According to Julie Kirk, neuropsychologists know that there is a distinct difference in brain activity when a person tells the truth and when a person tells a lie. Different parts of the brain are used to tell a falsehood deliberately than are used to speak the truth, so from a neuropsychological viewpoint, there is a distinct difference between the two. This is the reason why there is a physical reaction to the act of telling a lie.
There is much more to telling a lie than meets the eye.
Here’s what happens in your brain: the frontal lobe is activated; it’s involved in suppressing or inhibiting the truth. The limbic system is also activated; this is involved in the increased anxiety from deception. The temporal lobe is associated with memory encoding and retrieval; it is involved in checking whether the mental imagery is correct. When someone tells the truth, an alternative cognitive process occurs.
Fewer brain areas are active in the frontal and limbic system as they are not inhibiting truth or becoming anxious.
As stated by Brandon Gaille, most people lie an average of 4 times a die which is about 1460 lies every year. And an average child begins to lie at age of 2 or 3. We people know how to lie, but what are the reasons behind it. The most common reasons are: to avoid being punished, to obtain a reward, to protect or save another person, to protect oneself from the threat of physical harm, to win the admiration of others, to get out of an awkward social situation, to avoid embarrassment or shift the blame, to exercise power over, fear and simply to make yourself feel better. Bottomline is we deceive other people because we think it serves our purposes in some way, and it’s easy.
On the other spectrum, however, there are people who lie even when don’t have to. They feel a compulsion to tell lies no apparent benefit or reason. People in this category often qualify for a diagnosis of a mental health disorder as designated by the American Psychiatric Association’s Diagnostic and Statistical Manual of Mental Disorders (DSM).
In ordinary life, we can’t give polygraph tests to people we meet or bring lie detectors, but we can be aware of certain behaviors and characteristics that tell us that others may be lying. Most common are: changes in vocal pitch, unusual blinking or fidgeting, the use of fewer first-person words such asI, using negations, difficulty making eye contact when speaking, the use of self-soothing techniques such as collar pulling, or mouth covering and, inconsistent gestures or facial expressions that contrast with message content, and they try too hard to be honest, saying phrases such asto be honest.

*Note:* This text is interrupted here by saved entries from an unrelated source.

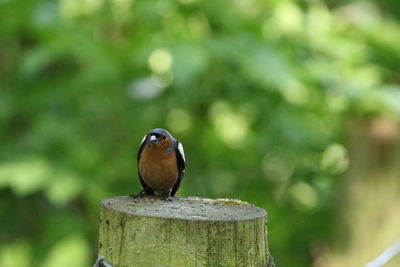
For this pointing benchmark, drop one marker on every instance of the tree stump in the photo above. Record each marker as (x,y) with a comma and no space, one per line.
(188,231)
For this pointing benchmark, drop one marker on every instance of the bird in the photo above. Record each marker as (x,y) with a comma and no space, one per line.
(161,164)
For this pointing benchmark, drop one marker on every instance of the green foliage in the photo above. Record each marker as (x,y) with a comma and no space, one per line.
(259,92)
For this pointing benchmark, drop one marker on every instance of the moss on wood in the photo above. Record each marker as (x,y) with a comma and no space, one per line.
(183,232)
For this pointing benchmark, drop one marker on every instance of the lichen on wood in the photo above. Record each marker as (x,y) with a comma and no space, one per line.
(184,232)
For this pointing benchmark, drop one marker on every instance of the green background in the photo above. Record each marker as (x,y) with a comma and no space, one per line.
(290,105)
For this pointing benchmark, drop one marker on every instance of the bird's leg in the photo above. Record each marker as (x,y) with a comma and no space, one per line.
(141,193)
(144,192)
(168,198)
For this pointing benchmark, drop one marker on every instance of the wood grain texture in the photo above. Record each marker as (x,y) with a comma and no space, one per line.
(183,232)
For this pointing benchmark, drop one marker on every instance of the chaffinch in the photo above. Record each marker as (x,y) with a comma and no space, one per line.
(161,164)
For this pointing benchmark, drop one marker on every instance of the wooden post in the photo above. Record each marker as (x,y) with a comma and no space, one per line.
(187,231)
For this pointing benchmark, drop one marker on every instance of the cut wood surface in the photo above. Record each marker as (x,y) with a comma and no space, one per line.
(188,231)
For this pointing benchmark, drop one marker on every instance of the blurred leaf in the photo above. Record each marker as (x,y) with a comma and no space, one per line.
(26,175)
(71,251)
(15,254)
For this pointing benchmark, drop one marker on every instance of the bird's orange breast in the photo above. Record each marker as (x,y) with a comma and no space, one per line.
(158,169)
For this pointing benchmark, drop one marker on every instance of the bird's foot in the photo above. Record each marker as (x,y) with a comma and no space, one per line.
(142,193)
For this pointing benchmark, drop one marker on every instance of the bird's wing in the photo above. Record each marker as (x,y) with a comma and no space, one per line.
(139,155)
(181,162)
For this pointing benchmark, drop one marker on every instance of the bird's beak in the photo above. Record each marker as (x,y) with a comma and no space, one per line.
(153,139)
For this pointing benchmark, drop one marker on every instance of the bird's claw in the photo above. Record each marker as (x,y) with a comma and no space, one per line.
(138,195)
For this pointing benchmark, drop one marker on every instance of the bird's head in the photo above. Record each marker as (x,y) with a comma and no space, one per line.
(159,138)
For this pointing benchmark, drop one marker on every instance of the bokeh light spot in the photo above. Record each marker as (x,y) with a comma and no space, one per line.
(304,194)
(178,120)
(160,60)
(335,159)
(230,126)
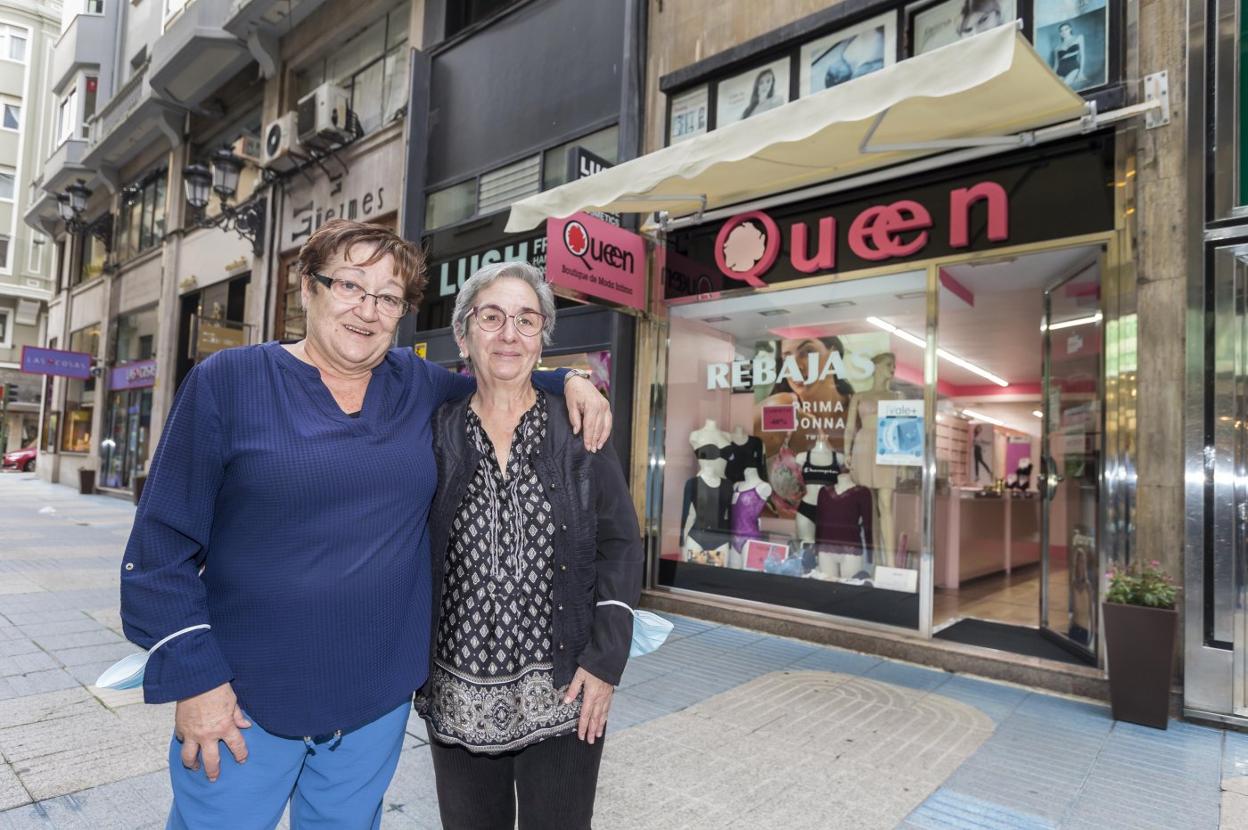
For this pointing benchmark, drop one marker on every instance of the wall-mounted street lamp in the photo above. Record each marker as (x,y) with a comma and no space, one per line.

Lying seems simple and harmless, but it may become an addiction. When people get away with lie, it often drives them to continue doing it, and in the process, we often ruin relationships, hurt others, lose integrity and peace. And soon you find yourself trapped and it becomes a habit and a tragic cycle that never ends up in a happy ending.
Lying is extremely stressful. It causes you to be constantly worrying and wondering who might find out the lies you told. You’re always running through the lies you’ve told, trying to keep track of what you’ve told to which person, and what’s the next lie you need to tell.
People lie yet they are constantly looking for someone they can trust. People are actually much more perceptive and aware of who tells the truth and who doesn’t. Over time, honesty shows itself as a trait that is beautiful and deeply respected. Deceiving people is easy but it always build trust issues and ruin relationships.